En bref
**Qualité et importance** : La configuration très plane du Val de Saône permet des crues durant plusieurs semaines.
Le cortège d'espèces végétales et animales (présence d'espèces très menacées à l'échelle mondiale) est tout à fait remarquable du fait de cette dynamique fluviale :
- exposition régulière aux crues d'hiver et de printemps,
- rétention d'eau de longue durée à cause des facteurs topographie-sol-climat, combinés à des pratiques agricoles traditionnelles extensives (fauche tardive, pâturage estival et automnal).
L'avifaune prairiale du Val de Saône se distingue surtout par la présence du Râle des genêts, qui se reproduit sur le secteur. Après une forte décroissance du nombre de reproducteurs, les effectifs semblent s'être stabilisés depuis les années 2000 mais restent nettement inférieurs à 50 mâles chanteurs.
La population de Courlis cendré est relativement élevée : après une longue période de stabilité, le nombre d'individus s'est accru pour atteindre 200 à 350 couples reproducteurs. Cette évolution semble consécutive à l'application de mesures agri-environnementales sur le secteur du Val de Saône.
Une petite population de Barge à queue noire se maintient difficilement et le nombre de couple oscille selon les années.
Des espèces comme le Busard des roseaux, le Vanneau huppé et la Caille des blés nichent régulièrement.
L'île de la Motte sur la Saône héberge une colonie d'ardéidés : Bihoreau gris, Aigrette garzette et Héron garde-bœufs, dont les effectifs fluctuent selon les années. Le Bihoreau gris étant considéré en régression en Rhône-Alpes, cette colonie présente donc un enjeu important pour cette espèce.

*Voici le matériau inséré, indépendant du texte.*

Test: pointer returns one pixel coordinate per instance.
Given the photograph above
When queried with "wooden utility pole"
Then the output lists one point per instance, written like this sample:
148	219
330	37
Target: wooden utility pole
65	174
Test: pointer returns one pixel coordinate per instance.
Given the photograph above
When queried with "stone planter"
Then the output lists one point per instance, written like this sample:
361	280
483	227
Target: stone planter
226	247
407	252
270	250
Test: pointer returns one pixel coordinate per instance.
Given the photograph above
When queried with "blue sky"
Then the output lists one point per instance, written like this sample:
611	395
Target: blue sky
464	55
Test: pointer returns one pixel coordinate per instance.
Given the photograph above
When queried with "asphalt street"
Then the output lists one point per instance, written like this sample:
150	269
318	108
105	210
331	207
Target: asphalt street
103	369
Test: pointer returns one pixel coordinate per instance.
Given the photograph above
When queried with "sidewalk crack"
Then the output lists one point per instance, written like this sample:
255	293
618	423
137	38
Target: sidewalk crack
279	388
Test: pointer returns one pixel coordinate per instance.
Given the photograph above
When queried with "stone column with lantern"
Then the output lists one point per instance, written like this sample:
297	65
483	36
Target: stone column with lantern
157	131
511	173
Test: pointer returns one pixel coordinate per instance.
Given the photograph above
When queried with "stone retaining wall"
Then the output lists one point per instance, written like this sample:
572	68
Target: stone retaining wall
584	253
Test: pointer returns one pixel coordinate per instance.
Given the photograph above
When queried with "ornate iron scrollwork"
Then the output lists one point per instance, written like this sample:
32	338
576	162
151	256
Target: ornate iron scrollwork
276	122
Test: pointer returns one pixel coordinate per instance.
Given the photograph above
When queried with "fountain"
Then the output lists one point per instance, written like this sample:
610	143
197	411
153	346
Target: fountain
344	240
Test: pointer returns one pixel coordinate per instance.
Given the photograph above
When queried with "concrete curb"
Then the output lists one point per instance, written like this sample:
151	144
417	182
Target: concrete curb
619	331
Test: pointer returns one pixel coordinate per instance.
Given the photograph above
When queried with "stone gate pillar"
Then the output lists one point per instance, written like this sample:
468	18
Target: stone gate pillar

**Caractéristiques** : A la fin du secondaire, l'émergence du Jura et du Morvan donnent naissance au lac bressan. C'est dans cette cuvette, comblée au quaternaire par des sédiments glaciaires que la Saône va établir son cours. Son régime particulier va se traduire par des périodes d'alluvionnement et des périodes de creusement constituant ainsi des terrasses.
Le Val de Saône représente une entité géomorphologique conséquente : 290 000 ha susceptibles d'être inondés pour un bassin versant d'environ 3 000 000 ha.
**Vulnérabilité** : Les espèces d'oiseaux prairiaux sont directement dépendantes d'une gestion agricole extensive des prairies. On observe cependant une tendance marquée à une fauche de plus en plus précoce des prairies, alors que la plupart des espèces, et notamment le Râle des genêts, sont des espèces à nidification assez tardive. Ainsi les pourcentages de prairie déjà fauchée au 1er juillet dans le val de Saône était de 40 % en 1985, et 90 % en 2002 et 2003.
La surface des prairies est actuellement stabilisée, après une phase importante de régression au profit des cultures céréalières, maraîchères, boisements, infrastructures industrielles et urbaines. Cet équilibre reste cependant fragile.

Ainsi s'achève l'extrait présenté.